Mevcut olaylara göre, evlilik birliğinin, devamı eşlerden beklenmeyecek derecede, temelinden sarsıldığı kuşkusuzdur. Ne var ki, bu sonuca ulaşılması tamamen “tartışma sonrası eşini ailesi evine bırakan, ailesinin birlikte yaşamaları konusunda baskısı ve olumsuz müdahalesine sessiz kalan ve eşine fiziksel şiddet uygulayan” davacı erkeğin tutum ve davranışlarından kaynaklanmış olup, davalıya atfı mümkün hiçbir kusur gerçekleşmemiştir.
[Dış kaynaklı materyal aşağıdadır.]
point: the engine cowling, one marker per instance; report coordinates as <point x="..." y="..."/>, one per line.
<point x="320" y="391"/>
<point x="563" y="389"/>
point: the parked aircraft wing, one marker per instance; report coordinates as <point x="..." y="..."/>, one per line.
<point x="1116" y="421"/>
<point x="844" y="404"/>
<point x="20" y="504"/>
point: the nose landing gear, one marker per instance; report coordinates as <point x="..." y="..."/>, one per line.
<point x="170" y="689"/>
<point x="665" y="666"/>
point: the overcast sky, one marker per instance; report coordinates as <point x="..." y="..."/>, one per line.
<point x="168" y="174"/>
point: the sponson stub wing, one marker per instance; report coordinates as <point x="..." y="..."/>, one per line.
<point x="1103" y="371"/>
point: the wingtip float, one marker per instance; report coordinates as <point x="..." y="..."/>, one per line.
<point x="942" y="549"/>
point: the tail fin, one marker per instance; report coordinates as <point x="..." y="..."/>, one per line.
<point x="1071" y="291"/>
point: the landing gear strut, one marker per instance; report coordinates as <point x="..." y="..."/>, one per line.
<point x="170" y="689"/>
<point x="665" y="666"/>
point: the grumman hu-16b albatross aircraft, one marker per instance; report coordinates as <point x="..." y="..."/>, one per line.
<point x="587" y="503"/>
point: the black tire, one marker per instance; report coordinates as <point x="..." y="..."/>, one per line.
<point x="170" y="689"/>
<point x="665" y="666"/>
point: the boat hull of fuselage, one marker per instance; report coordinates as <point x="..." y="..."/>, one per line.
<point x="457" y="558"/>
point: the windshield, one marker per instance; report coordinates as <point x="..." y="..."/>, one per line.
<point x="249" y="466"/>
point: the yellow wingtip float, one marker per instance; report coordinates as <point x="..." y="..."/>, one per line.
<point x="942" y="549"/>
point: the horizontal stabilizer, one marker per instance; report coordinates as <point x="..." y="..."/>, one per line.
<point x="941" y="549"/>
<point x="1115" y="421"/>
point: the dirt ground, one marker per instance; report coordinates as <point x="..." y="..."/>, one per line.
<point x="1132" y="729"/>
Yoğun aile müdahalesi yaşanan bir ortamda erkeğin annesinin beyanlarına itibar edilerek kadına kusur yüklenmesi doğru değildir. Bu durumda açıklanan nedenle davanın reddi gerekirken, yasa hükümlerinin yorumunda yanılgıya düşülerek boşanmaya karar verilmesi usul ve kanuna aykırıdır,..."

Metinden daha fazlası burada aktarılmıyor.